Selecting topic-relevant but logically irrelevant answers. Critical Reasoning traps frequently include answer choices that involve the same subject matter as the argument but do not affect the specific logical connection. Always ask: does this answer choice impact the gap between the specific premises and the specific conclusion?

Misidentifying the conclusion. In complex arguments, an intermediate conclusion can be mistaken for the main conclusion. The main conclusion is the statement all other claims ultimately support. Conclusion indicators in the interior of an argument often introduce intermediate conclusions, not the main one.

Exam Tips

On every Critical Reasoning question, identify and write or mentally confirm three elements before consulting answer choices: (1) the conclusion in your own words, (2) the main premises in your own words, and (3) the gap -- what the argument needs to be true but does not state. This 30-to-60-second investment determines the correct answer type and makes evaluation efficient.

For resolve-the-paradox questions, both facts in the apparent contradiction are true. Your task is to find information that makes both facts simultaneously plausible. Wrong answers typically explain one fact but make the other more puzzling, or introduce new facts that are irrelevant to the contradiction.

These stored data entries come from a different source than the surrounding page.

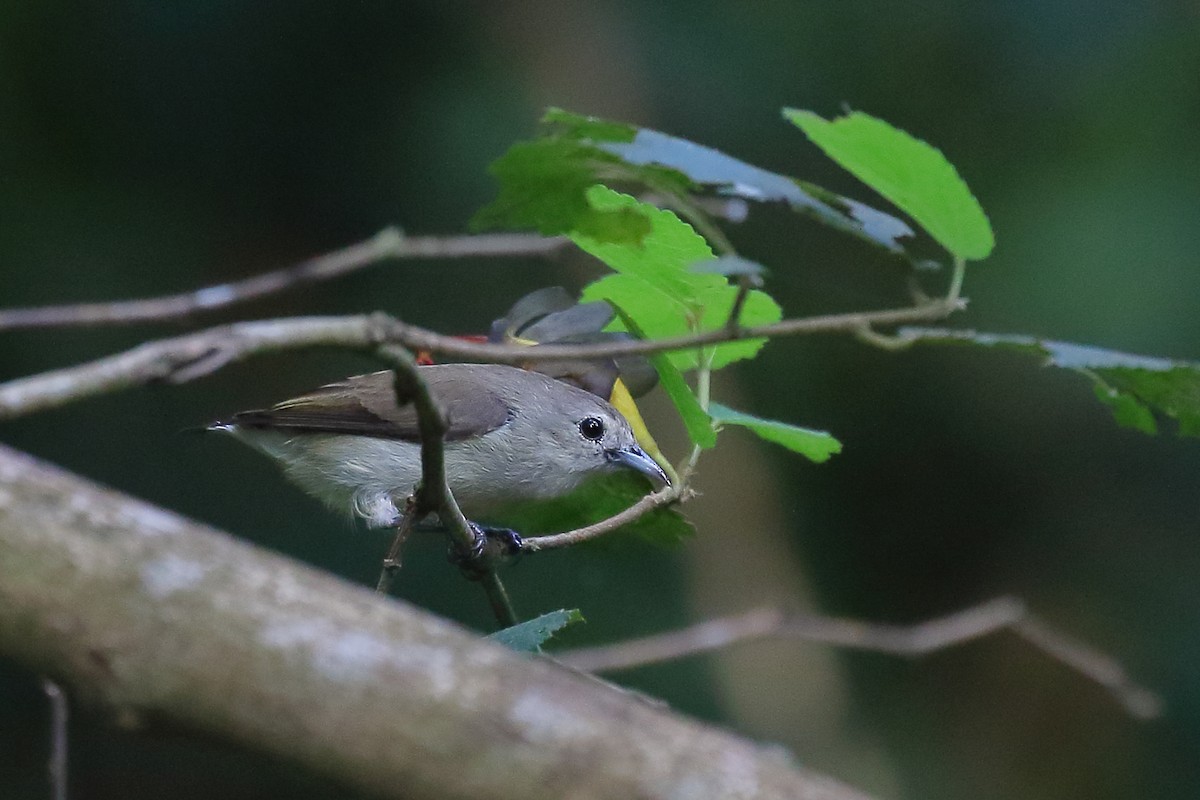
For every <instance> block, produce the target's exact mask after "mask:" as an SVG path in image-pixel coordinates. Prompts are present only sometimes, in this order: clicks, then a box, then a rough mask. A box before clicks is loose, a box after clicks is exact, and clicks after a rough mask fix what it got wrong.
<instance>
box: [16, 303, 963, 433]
mask: <svg viewBox="0 0 1200 800" xmlns="http://www.w3.org/2000/svg"><path fill="white" fill-rule="evenodd" d="M960 308H962V301H961V300H959V301H954V302H943V301H936V302H931V303H929V305H925V306H917V307H912V308H894V309H887V311H872V312H856V313H846V314H828V315H820V317H805V318H797V319H785V320H782V321H779V323H774V324H770V325H760V326H756V327H738V329H733V330H730V329H728V327H724V329H719V330H712V331H707V332H703V333H696V335H694V336H677V337H672V338H664V339H653V341H649V339H630V341H614V342H602V343H594V344H574V345H572V344H540V345H538V347H535V348H530V347H524V345H506V344H490V343H479V342H469V341H466V339H461V338H457V337H452V336H443V335H440V333H434V332H433V331H430V330H427V329H424V327H419V326H416V325H408V324H406V323H402V321H400V320H397V319H395V318H392V317H389V315H386V314H379V313H377V314H370V315H355V317H298V318H283V319H271V320H262V321H250V323H234V324H232V325H222V326H218V327H212V329H209V330H205V331H199V332H197V333H191V335H185V336H178V337H174V338H169V339H158V341H156V342H148V343H145V344H142V345H139V347H136V348H133V349H131V350H126V351H125V353H121V354H118V355H113V356H108V357H104V359H97V360H96V361H91V362H88V363H83V365H79V366H76V367H66V368H62V369H55V371H52V372H46V373H41V374H37V375H31V377H28V378H18V379H16V380H10V381H7V383H5V384H0V420H7V419H13V417H17V416H22V415H24V414H31V413H35V411H42V410H47V409H52V408H56V407H59V405H64V404H65V403H70V402H72V401H77V399H82V398H84V397H90V396H94V395H101V393H104V392H112V391H119V390H124V389H132V387H134V386H140V385H146V384H150V383H156V381H167V383H175V384H179V383H186V381H188V380H193V379H196V378H199V377H200V375H205V374H209V373H211V372H215V371H217V369H220V368H221V367H223V366H226V365H228V363H230V362H234V361H240V360H244V359H247V357H250V356H253V355H262V354H266V353H275V351H280V350H292V349H300V348H311V347H320V345H328V347H343V348H352V349H373V348H374V347H377V345H379V344H389V343H390V344H402V345H404V347H407V348H410V349H413V350H427V351H431V353H438V354H442V355H450V356H456V357H462V359H474V360H479V361H488V362H497V363H516V365H521V363H528V362H534V361H553V360H558V359H598V357H606V356H617V355H632V354H646V353H662V351H667V350H680V349H686V348H692V347H696V345H698V344H714V343H720V342H733V341H738V339H750V338H762V337H773V336H798V335H806V333H808V335H811V333H844V332H852V333H857V332H860V331H862V330H863V329H864V327H869V326H872V325H884V326H888V325H901V324H906V323H917V321H932V320H938V319H943V318H944V317H947V315H949V314H950V313H953V312H955V311H959V309H960Z"/></svg>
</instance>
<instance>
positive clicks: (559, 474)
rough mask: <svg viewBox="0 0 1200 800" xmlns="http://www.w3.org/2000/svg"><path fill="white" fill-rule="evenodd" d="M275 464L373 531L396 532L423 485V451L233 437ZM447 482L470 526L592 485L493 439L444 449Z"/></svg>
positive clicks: (560, 468) (356, 444) (364, 439)
mask: <svg viewBox="0 0 1200 800" xmlns="http://www.w3.org/2000/svg"><path fill="white" fill-rule="evenodd" d="M232 433H234V435H236V437H238V438H239V439H241V440H242V441H246V443H247V444H250V445H252V446H253V447H256V449H258V450H260V451H263V452H265V453H266V455H268V456H271V457H274V458H276V459H277V461H278V462H280V463H281V464H282V467H283V471H284V474H286V475H287V476H288V477H289V479H290V480H292V481H294V482H295V483H298V485H299V486H300V487H301V488H304V489H305V491H307V492H308V493H310V494H312V495H313V497H316V498H317V499H319V500H322V501H323V503H325V504H326V505H329V506H330V507H332V509H334V510H337V511H347V510H349V511H352V512H353V513H355V515H358V516H360V517H362V518H364V519H365V521H366V522H367V524H368V525H371V527H374V528H382V527H386V525H392V524H395V522H396V521H397V517H398V515H400V507H402V506H403V503H404V500H406V499H407V498H408V495H409V494H412V492H413V489H414V487H415V486H416V485H418V483H419V482H420V480H421V468H420V446H419V445H415V444H412V443H408V441H400V440H396V439H378V438H373V437H350V435H344V434H324V433H304V434H288V433H284V432H281V431H263V429H242V428H238V429H234V431H232ZM445 465H446V476H448V482H449V485H450V489H451V492H454V495H455V499H456V500H457V501H458V505H460V507H461V509H462V512H463V515H466V516H467V518H468V519H472V521H474V522H480V523H497V524H498V523H500V522H502V521H498V519H494V518H493V517H492V515H493V513H498V512H500V511H502V510H505V509H511V507H512V506H514V505H518V504H523V503H530V501H538V500H548V499H553V498H558V497H562V495H564V494H566V493H569V492H571V491H572V489H574V488H576V487H577V486H578V485H580V483H582V482H583V481H584V480H586V479H587V477H588V474H587V473H577V471H571V470H563V469H562V464H544V463H538V462H530V461H529V459H527V458H522V457H521V456H518V455H515V453H509V452H500V451H499V449H498V447H496V445H494V444H493V443H491V441H488V437H484V438H476V439H470V440H466V441H449V443H446V445H445Z"/></svg>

For evaluate questions, the correct answer is information that would directly address the argument's most critical assumption. One version of the information (one polarity) would strengthen the argument; the other version would weaken it. Correct answers should "cut both ways" depending on what the actual answer turns out to be.

Critical Reasoning questions appear alongside Reading Comprehension passages in the Verbal section. Do not let the shorter length of Critical Reasoning arguments mislead you into rushing -- these questions reward careful analysis, not speed.